Workshops may be disposing of their used lubricating oil correctly, but what are they doing with related waste such as grease, contaminated sawdust or sand, oil rags, filters and oil containers? These items also need to be recycled in a compliant manner and yet they are often thrown out with general waste.

Used lubricating oil is a hazardous substance containing heavy metals and carcinogens, that can severely pollute the environment, and generators are legally required to recycle used oil in terms of the Waste Act. Lubricant oils are used in machinery in mining, industry, mining, farming and in all motor vehicles – South Africa generates an average of 120 million litres of used lubricant oil in a year, which must be recycled.

Generators of used oil are required by law under the Waste Act to ensure that their waste is responsibly managed. It has therefore become the legal obligation of South African businesses that generate waste such as used oil to ensure it is responsibly collected and taken away to a registered facility for processing and recycling.

The ROSE Foundation (Recycling Oil Saves the Environment) an organization driving responsible recycling of lubricating oil, has identified that while many workshops and businesses that generate used oil have realised the need to recycle this harmful waste in order to keep it out of the environment – and comply with legislation – what many businesses are overlooking is the matter of related wastes such as used oil filters, oily rags, sawdust used to soak up oil spills, empty oil containers, spent greases etc.

The oil on these items, when not managed and disposed of correctly, can also leach out and contaminate the environment.
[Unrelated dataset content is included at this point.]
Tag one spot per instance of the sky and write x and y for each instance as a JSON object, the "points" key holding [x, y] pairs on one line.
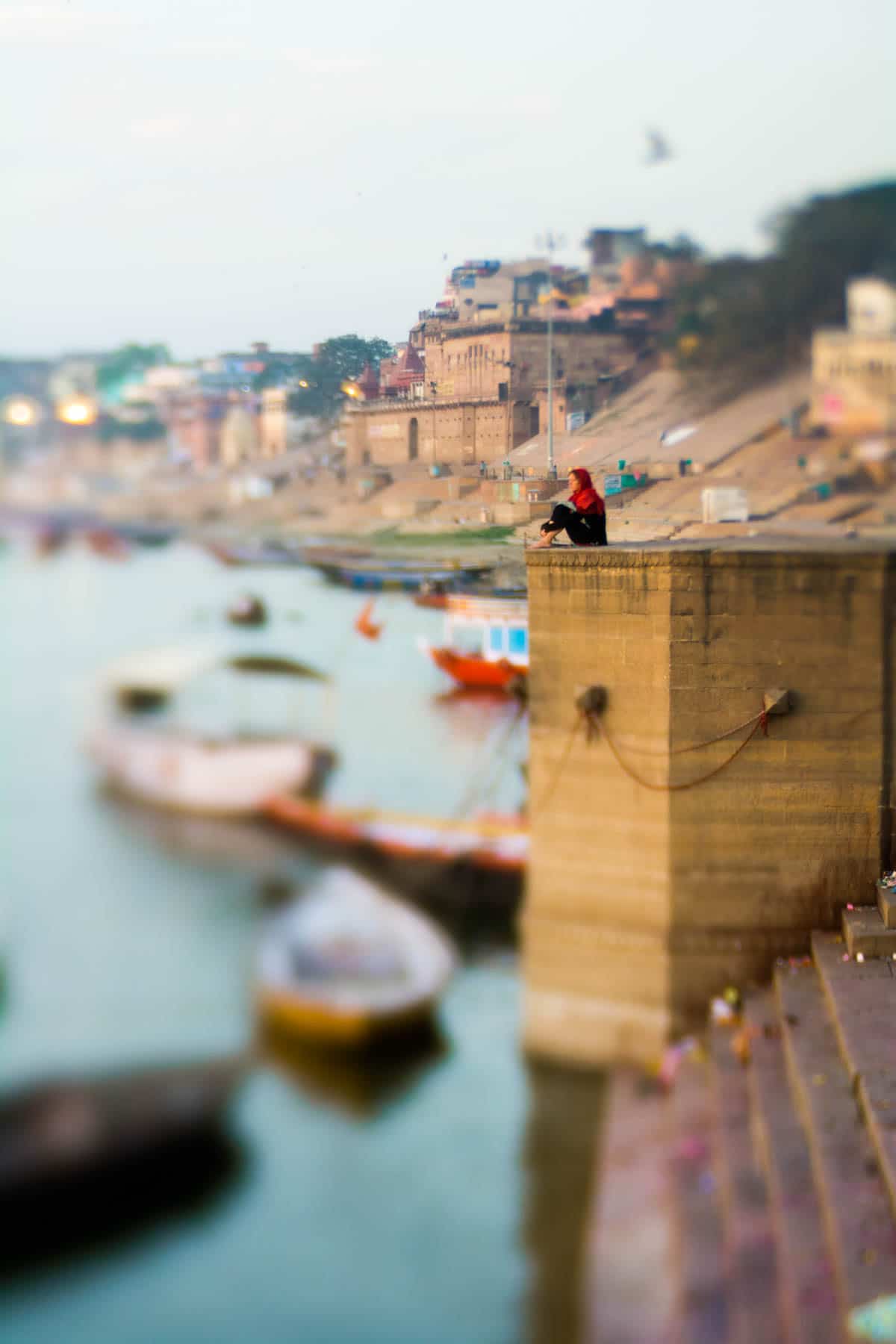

The Waste Management Act places an onus on all South African businesses to avoid, minimise, re-use, recycle, treat and dispose of their waste as a last resort – this refers to all waste generated.

Bubele Nyiba, CEO of ROSE explains that the majority of oil generating businesses in South Africa are discarding related waste along with the domestic refuse and not properly storing them for safe disposal or recycling.

“This is largely due to a lack of knowledge on the available alternatives rather than a lack of regard,” says Nyiba.

How to recycle related waste

The ROSE Foundation suggests that generators separate their related waste (oily rags, sawdust, filters, cardboard, plastic bottles and tin cans) into a separate waste bin to allow for easy collection and disposal.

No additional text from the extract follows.